Core Features: Intelligent Matching, Persistence, and Visualization

  1. Intelligent Matching: Supports Excel/CSV data dictionary matching with the workflow: load source data → perform matching → obtain mapping results. Uses the local MPNet model by default, and can also integrate with the OpenAI Embedding API.
  2. PostgreSQL Persistence: Implements vector storage and search via pgvector, supporting management and querying of terminology systems, concepts, and mappings.
  3. Visualization: Integrates t-SNE dimensionality reduction, which can project embedding vectors into a 2D space to assist in analyzing semantic clustering and outliers.
4

Section 04

Design Philosophy: Clear Separation and Usability

DataStew follows the principle of separation of concerns.
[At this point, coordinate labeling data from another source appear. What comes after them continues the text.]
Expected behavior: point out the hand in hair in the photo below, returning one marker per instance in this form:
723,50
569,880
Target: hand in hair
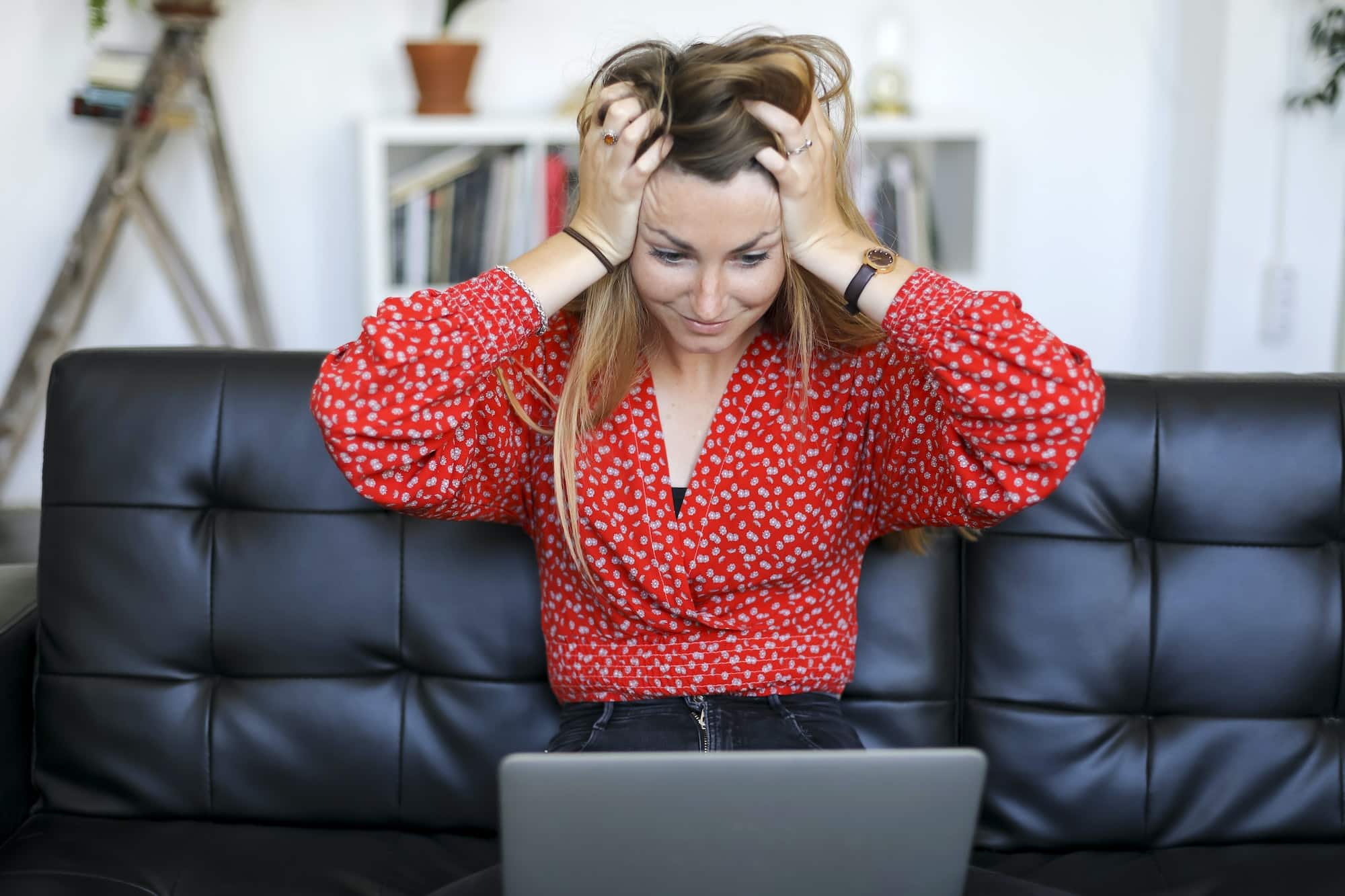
611,177
806,181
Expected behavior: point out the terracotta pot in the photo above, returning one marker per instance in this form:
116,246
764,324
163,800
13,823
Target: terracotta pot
443,69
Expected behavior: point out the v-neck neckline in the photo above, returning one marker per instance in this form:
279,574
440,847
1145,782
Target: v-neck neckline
691,513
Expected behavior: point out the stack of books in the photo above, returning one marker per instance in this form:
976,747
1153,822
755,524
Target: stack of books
457,214
111,88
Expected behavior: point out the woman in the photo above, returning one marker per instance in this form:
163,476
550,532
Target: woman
703,401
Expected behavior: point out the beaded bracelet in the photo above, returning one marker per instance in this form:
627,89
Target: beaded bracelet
531,295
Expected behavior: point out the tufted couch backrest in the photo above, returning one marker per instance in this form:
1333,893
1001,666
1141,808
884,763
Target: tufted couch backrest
1152,657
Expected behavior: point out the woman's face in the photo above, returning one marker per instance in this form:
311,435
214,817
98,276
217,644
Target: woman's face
708,252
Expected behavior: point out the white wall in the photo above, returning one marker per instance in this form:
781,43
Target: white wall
1129,174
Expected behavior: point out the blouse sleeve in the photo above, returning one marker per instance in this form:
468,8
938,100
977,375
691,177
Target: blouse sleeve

Its core modules include embedding (vector conversion), harmonization (matching algorithms), io.source (data import), repository (persistence), and visualisation (visualization). It provides abundant example scripts to help users get started quickly.

5

Section 05

Application Scenarios: Multi-Dimensional Solutions for Biomedical Data Problems

Applicable to:

  • Multi-center clinical research: Automatically identifies equivalent variables, reducing manual mapping effort;
  • Terminology system alignment: Captures synonym/near-synonym relationships, facilitating mapping between local terminology and standard systems (e.g., SNOMED CT);
  • Data quality auditing: Discovers abnormal data points through visualization;
  • Legacy system migration: Identifies correspondences between old databases and modern terminology.
6

Section 06

Technology Selection: Pragmatic Engineering Trade-offs

The MPNet model is selected by default (excellent semantic similarity and runs locally, avoiding external dependencies); it supports switching to commercial models via the Vectorizer abstraction layer. PostgreSQL + pgvector is chosen over dedicated vector databases to reduce operational complexity and facilitate integration into existing tech stacks.

7

Section 07

Community Support: Academic Background and Open-Source Practices

DataStew is supported by SCAI-BIO (Institute of Scientific Computing and AI in Biomedicine), ensuring long-term maintenance and technical depth. It follows open-source practices, including continuous integration testing, code coverage monitoring, and version management.

8

Section 08

Conclusion: A Model of LLM Vertical Application

DataStew is a practical case of LLM technology in vertical domains, focusing on solving pain points in medical data harmonization. It is an efficient tool for biomedical practitioners and a reference case for LLM productization for developers. Its concise design and practical features make it a plug-and-play solution.